And yet, I believe in marriage; in the foundation on which it is built. I just believed that once you get the sh*t out in the open anything can be fixed. I don't know if it was something that should have ended earlier or if it could have lasted. The net/net was it broke. It wasn't fixed. It ended.

Now on the upside I've found I'm pretty special.. and a bit different then others. I'm trusted to do things that others aren't, I have a gift for giving, sharing my energy in positive ways, my daughter's friends run up to give me huge hugs.. their nickname for me is Mama Gypsy.

I've learned to listen my little voice and bullshit meter. If something seems wrong I stop it, if it makes me feel queasy inside it's over. I speak up rather than fume. "What the hell." has replaced "No way." Just making a decision is better than worrying about making the absolute perfect all based covered decision. I pay attention to wake up calls and get my stuff in order. And I want a clean and uncluttered home.

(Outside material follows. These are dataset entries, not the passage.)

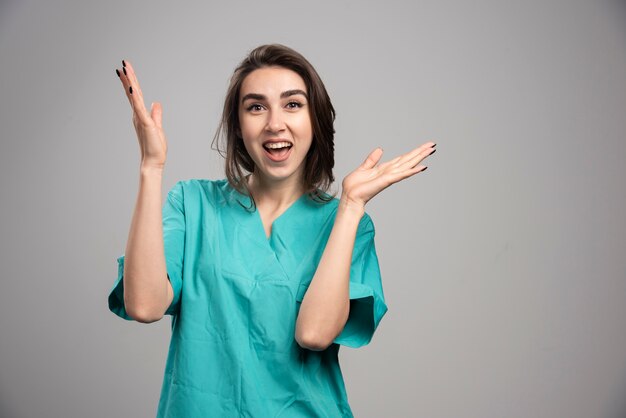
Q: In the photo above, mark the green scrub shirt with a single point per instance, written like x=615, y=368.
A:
x=237, y=294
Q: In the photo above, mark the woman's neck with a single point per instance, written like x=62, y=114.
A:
x=275, y=194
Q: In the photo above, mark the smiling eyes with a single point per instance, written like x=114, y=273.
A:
x=256, y=107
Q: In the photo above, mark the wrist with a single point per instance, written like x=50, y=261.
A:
x=351, y=208
x=150, y=171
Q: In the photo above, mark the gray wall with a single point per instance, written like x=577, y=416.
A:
x=504, y=264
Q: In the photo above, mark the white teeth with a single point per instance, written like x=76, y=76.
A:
x=277, y=145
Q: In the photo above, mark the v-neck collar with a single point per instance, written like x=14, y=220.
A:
x=252, y=219
x=297, y=235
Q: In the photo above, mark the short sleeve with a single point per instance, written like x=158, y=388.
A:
x=367, y=300
x=174, y=247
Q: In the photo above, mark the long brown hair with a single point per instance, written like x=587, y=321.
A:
x=320, y=160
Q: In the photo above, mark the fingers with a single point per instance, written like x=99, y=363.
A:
x=424, y=149
x=418, y=157
x=372, y=159
x=408, y=164
x=133, y=91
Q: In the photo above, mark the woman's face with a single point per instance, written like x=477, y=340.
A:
x=275, y=122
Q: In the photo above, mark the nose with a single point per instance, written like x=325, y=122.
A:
x=275, y=122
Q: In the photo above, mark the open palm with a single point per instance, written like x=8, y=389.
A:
x=369, y=179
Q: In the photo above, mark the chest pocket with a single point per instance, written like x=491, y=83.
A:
x=272, y=315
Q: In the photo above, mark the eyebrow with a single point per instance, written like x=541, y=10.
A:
x=288, y=93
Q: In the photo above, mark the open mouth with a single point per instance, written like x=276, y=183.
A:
x=277, y=151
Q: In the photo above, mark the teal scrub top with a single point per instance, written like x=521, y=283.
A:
x=237, y=294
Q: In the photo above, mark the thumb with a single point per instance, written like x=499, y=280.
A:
x=156, y=113
x=372, y=159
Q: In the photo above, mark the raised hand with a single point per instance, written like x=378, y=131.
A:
x=148, y=126
x=370, y=179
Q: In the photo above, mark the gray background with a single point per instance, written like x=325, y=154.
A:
x=504, y=264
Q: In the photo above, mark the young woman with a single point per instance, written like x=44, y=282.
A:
x=264, y=273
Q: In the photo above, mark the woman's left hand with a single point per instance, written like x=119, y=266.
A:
x=370, y=179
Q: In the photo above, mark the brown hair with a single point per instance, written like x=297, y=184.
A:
x=320, y=160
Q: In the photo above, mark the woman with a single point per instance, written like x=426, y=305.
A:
x=264, y=273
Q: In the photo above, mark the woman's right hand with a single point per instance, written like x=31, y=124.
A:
x=148, y=126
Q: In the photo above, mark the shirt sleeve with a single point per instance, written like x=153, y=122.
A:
x=367, y=300
x=174, y=247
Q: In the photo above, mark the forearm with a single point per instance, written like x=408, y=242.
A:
x=147, y=291
x=326, y=304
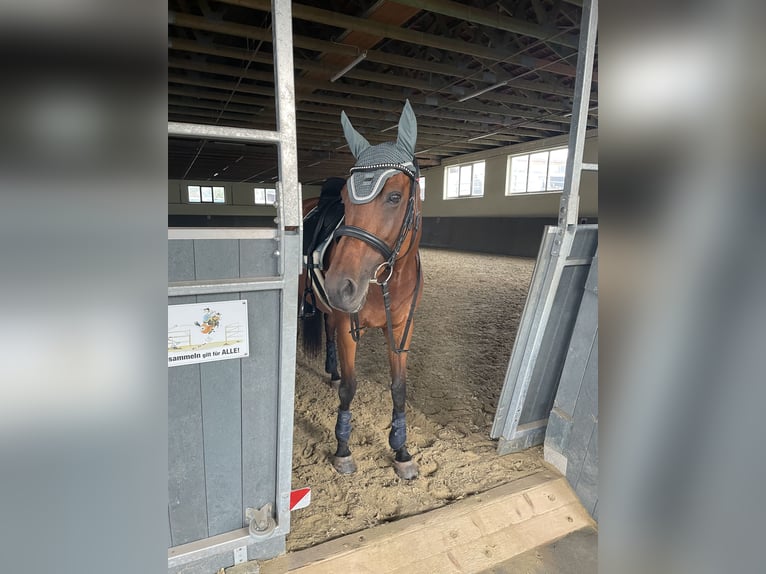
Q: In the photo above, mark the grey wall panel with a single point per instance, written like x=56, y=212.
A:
x=260, y=392
x=558, y=334
x=216, y=258
x=584, y=241
x=584, y=342
x=256, y=258
x=586, y=486
x=180, y=260
x=222, y=435
x=186, y=464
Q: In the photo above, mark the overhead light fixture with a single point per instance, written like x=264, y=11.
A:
x=483, y=91
x=345, y=70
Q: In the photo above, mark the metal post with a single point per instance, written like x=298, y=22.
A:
x=537, y=311
x=288, y=237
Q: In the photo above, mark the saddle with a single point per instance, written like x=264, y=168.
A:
x=318, y=227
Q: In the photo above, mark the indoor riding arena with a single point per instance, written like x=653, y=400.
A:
x=450, y=422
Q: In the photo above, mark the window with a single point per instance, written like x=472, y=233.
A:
x=465, y=180
x=537, y=172
x=265, y=196
x=206, y=194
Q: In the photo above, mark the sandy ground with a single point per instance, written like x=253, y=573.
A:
x=464, y=332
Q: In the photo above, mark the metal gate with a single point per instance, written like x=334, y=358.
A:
x=230, y=423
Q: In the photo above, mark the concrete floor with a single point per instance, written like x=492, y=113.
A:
x=576, y=553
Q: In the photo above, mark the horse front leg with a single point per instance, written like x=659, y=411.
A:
x=404, y=466
x=331, y=355
x=342, y=460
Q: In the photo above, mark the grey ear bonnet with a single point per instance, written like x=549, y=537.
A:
x=375, y=164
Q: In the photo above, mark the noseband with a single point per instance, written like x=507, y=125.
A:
x=390, y=255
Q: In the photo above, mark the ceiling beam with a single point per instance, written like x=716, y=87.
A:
x=384, y=30
x=493, y=20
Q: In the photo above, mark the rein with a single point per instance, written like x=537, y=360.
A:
x=411, y=221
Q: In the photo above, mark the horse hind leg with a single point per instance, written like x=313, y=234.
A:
x=331, y=355
x=342, y=461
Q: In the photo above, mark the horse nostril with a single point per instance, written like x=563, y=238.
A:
x=348, y=290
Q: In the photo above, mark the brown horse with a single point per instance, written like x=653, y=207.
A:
x=372, y=277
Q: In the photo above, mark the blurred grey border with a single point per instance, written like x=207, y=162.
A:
x=83, y=244
x=682, y=286
x=83, y=257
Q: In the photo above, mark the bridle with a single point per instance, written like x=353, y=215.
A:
x=385, y=270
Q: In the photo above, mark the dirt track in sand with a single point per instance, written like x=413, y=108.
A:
x=463, y=335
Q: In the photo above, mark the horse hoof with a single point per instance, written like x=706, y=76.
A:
x=344, y=464
x=406, y=470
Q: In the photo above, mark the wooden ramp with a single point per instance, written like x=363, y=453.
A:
x=468, y=536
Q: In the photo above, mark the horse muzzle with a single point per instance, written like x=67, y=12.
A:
x=344, y=293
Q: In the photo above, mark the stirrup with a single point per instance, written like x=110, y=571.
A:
x=308, y=308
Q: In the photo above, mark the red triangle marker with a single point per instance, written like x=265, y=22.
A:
x=300, y=498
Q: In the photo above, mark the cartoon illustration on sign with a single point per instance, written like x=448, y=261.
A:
x=198, y=333
x=210, y=320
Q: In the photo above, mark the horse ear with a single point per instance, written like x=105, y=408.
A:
x=356, y=141
x=408, y=129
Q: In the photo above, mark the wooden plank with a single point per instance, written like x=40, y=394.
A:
x=497, y=524
x=584, y=419
x=180, y=260
x=558, y=334
x=586, y=487
x=256, y=258
x=222, y=432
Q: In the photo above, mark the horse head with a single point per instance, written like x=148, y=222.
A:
x=382, y=212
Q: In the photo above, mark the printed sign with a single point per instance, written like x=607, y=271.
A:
x=203, y=332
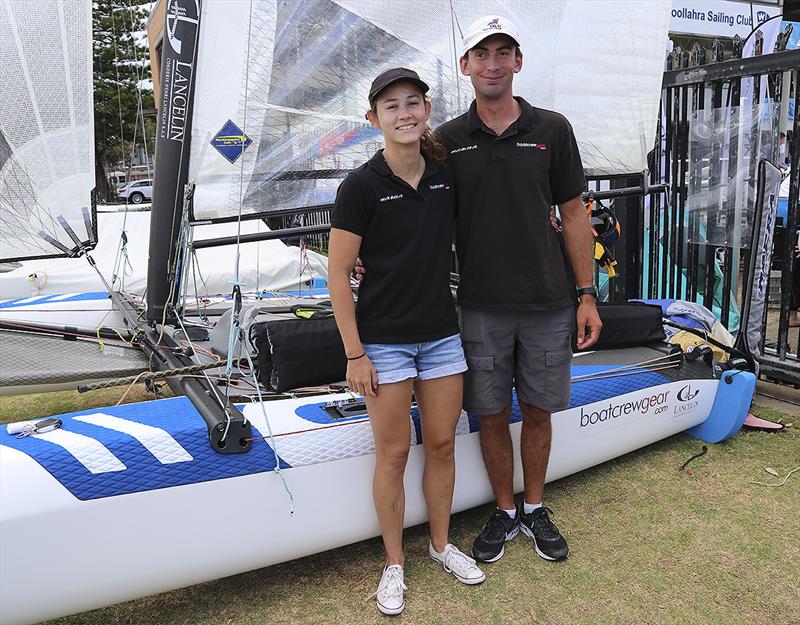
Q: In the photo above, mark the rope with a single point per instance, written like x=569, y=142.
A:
x=781, y=483
x=272, y=442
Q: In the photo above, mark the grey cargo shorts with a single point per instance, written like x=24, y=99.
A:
x=531, y=351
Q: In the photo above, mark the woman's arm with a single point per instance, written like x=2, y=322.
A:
x=342, y=254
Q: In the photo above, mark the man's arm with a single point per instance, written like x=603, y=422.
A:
x=580, y=245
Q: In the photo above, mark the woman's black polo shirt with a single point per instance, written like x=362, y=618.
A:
x=510, y=258
x=406, y=235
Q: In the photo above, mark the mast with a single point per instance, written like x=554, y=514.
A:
x=181, y=31
x=228, y=431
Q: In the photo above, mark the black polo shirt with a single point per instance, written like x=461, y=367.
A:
x=510, y=257
x=406, y=235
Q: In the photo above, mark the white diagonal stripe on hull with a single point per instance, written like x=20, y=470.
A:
x=89, y=452
x=158, y=442
x=58, y=298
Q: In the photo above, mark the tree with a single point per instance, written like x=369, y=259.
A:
x=122, y=85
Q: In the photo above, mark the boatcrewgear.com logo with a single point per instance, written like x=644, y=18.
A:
x=614, y=411
x=538, y=146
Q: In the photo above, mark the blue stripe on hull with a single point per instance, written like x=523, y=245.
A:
x=143, y=471
x=44, y=299
x=179, y=418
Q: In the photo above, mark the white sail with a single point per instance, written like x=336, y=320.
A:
x=46, y=127
x=292, y=77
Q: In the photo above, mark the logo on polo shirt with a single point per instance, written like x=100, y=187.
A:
x=464, y=149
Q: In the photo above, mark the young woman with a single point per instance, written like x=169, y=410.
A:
x=396, y=213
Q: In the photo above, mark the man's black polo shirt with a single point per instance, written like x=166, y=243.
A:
x=406, y=235
x=510, y=257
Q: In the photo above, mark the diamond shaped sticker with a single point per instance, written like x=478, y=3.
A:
x=231, y=141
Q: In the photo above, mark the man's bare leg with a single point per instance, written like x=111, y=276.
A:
x=498, y=456
x=537, y=434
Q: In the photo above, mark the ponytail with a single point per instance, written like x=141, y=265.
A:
x=430, y=146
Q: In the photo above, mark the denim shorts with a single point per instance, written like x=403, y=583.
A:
x=426, y=361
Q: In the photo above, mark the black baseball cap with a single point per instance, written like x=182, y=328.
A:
x=391, y=76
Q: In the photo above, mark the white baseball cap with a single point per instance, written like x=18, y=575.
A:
x=487, y=26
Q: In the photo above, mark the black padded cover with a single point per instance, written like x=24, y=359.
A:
x=294, y=353
x=629, y=324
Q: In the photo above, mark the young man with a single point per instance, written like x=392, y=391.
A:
x=512, y=162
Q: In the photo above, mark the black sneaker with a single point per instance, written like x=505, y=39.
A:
x=489, y=546
x=548, y=541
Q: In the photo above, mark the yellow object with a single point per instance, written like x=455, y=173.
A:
x=687, y=340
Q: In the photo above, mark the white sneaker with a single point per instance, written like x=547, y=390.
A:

It's not either/or.. it's what works best (within appropriate boundaries), it's not worrying about perfection.. just trying my best.

It's becoming a better person, healthier rather than stagnating in fear and paralyzing inaction.

With divorce I take the good with the bad. The bad is the loss of family, trust, its effects on my kids, the financial and emotional devastation. The good is finding I don't live my life on eggshells, in fear, living an existence of always being at fault, wrong.

The good is that whatever happens now, it's mine to own. Yes, I'm pissed that the ex dumped our children based on the desires of his new love. And that's not the guy I thought I knew. But my interactions with my kids are different now.. I listen more, and squawk and try to control less. And the younger two are doing great, the oldest moved out the house and never calls or returns calls. frown

It's all part of living. It's all part of waking up. It's all part of taking responsibility for who I am now.. and in the future.

Now if I could only learn to be less verbose.

*hugs*

AND... family, friends are the truest gifts.. along with angels who occasionally brush by in my life.